Individual Differences in CD4/CD8 T-Cell Ratio Trajectories and Associated Risk Profiles Modeled From Acute HIV Infection

Robert Paul, Kyu Cho, Jacob Bolzenius, Carlo Sacdalan, Lishomwa C Ndhlovu, Lydie Trautmann, Shelly Krebs, Somporn Tipsuk, Trevor A Crowell, Duanghathai Suttichom, Donn J Colby, Thomas A Premeaux, Nittaya Phanuphak, Phillip Chan, Eugène Kroon, Sandhya Vasan, Denise Hsu, Adam Carrico, Victor Valcour, Jintanat Ananworanich, Merlin L Robb, Julie A Ake, Somchai Sriplienchan, Serena Spudich, RV254/SEARCH 010 Study Team, Robert Paul, Kyu Cho, Jacob Bolzenius, Carlo Sacdalan, Lishomwa C Ndhlovu, Lydie Trautmann, Shelly Krebs, Somporn Tipsuk, Trevor A Crowell, Duanghathai Suttichom, Donn J Colby, Thomas A Premeaux, Nittaya Phanuphak, Phillip Chan, Eugène Kroon, Sandhya Vasan, Denise Hsu, Adam Carrico, Victor Valcour, Jintanat Ananworanich, Merlin L Robb, Julie A Ake, Somchai Sriplienchan, Serena Spudich, RV254/SEARCH 010 Study Team

Abstract

Objective: We examined individual differences in CD4/CD8 T-cell ratio trajectories and associated risk profiles from acute HIV infection (AHI) through 144 weeks of antiretroviral therapy (ART) using a data-driven approach.

Methods: A total of 483 AHI participants began ART during Fiebig I-V and completed follow-up evaluations for 144 weeks.
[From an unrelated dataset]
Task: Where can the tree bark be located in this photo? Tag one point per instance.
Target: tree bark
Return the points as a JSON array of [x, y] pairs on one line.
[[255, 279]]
CD4+, CD8+, and CD4/CD8 T-cell ratio trajectories were defined followed by analyses to identify associated risk variables.

Results: Participants had a median viral load (VL) of 5.88 copies/ml and CD4/CD8 T-cell ratio of 0.71 at enrollment. After 144 weeks of ART, the median CD4/CD8 T-cell ratio was 1.3. Longitudinal models revealed five CD4/CD8 T-cell ratio subgroups: group 1 (3%) exhibited a ratio >1.0 at all visits; groups 2 (18%) and 3 (29%) exhibited inversion at enrollment, with normalization 4 and 12 weeks after ART, respectively; and groups 4 (31%) and 5 (18%) experienced CD4/CD8 T-cell ratio inversion due to slow CD4+ T-cell recovery (group 4) or high CD8+ T-cell count (group 5). Persistent inversion corresponded to ART onset after Fiebig II, higher VL, soluble CD27 and TIM-3, and lower eosinophil count. Individuals with slow CD4+ T-cell recovery exhibited higher VL, lower white blood cell count, lower basophil percent, and treatment with standard ART, as well as worse mental health and cognition, compared with individuals with high CD8+ T-cell count.

Conclusions: Early HIV disease dynamics predict unfavorable CD4/CD8 T-cell ratio outcomes after ART. CD4+ and CD8+ T-cell trajectories contribute to inversion risk and correspond to specific viral, immune, and psychological profiles during AHI. Adjunctive strategies to achieve immune normalization merit consideration.

Trial registration: ClinicalTrials.gov NCT00796146.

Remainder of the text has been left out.